Clicking on the See Results button will display the ROC curves and associated metrics for each model trained on each objective. These can be used to assess the performance or quality of the trained models.
NOTE: If any of the models is deemed unsatisfactory, either (1) improve the quality of the provided data or (2) run again the QSAR process with relaxed thresholds.
Clicking on the Test button will allow the user to input an individual SMILES or a file of SMILES to be evaluated by model.

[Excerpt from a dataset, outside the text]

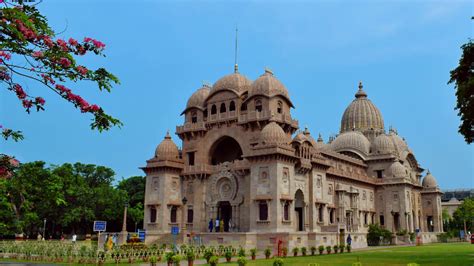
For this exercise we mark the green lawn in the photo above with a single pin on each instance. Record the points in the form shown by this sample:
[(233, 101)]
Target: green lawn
[(436, 254)]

Step 3: Create the generator
Step 3: Finally, to generate molecules guided by the QSAR model, go to the "Generators" tab of the project page and click on the New Generator box. Name the generator as “Lead_optimization_generator”, and under "Generation Engine" select Fine Tuning and click on Next.
On the following page specify the various options to set up this generator.
- Chemical Space: Check the box next to Data_pi3k_mtor dataset. This is the dataset that was created and uploaded in Step 2 and will be used to guide this generation as the chemical space.
-
Products: In the "Substructures" tab, click the Add button on "Molecules must match at least one of these substructures (matching set)" enter the following SMARTS string and click Save:
[#6]-[#6]-c1ncnc(c1C#Cc1ccc(-[#7])nc1)-*:1:*:*:*(:*:*:1)-[#6](-[#7])=O
- QSAR: Check the box next to Lead_optimization_predictor. This should check boxes for all the individual predictor models on the objectives we trained on in step 3.
Go back to the "Generators" tab, and the newly set up generator will show up. Click on the Run button for this generator. The progress bar will indicate the status of generation.
Step 4: Explore the generated molecules
Step 4: While the generation is still running, visualize the generated molecules that match the specified blueprint by clicking on the eye icon under IN BLUEPRINT. On the page that appears, go to the Parallel Coordinates panel and adjust the Confidence metric to >0.7 by holding down the mouse on this metric and dragging it down to 0.7 as shown in the image below.
Sort the generated molecules by Iktos Ranking. On the first molecule of the generated molecules grid, click on See Details. In the window that pops up, compare the generated molecule with the molecule most similar to it from the chemical space, and notice the subtle differences between the two (see example images below). Also note the predicted values for all the objectives for the generated molecule in this window. Such analysis can be done for all the molecules that are generated.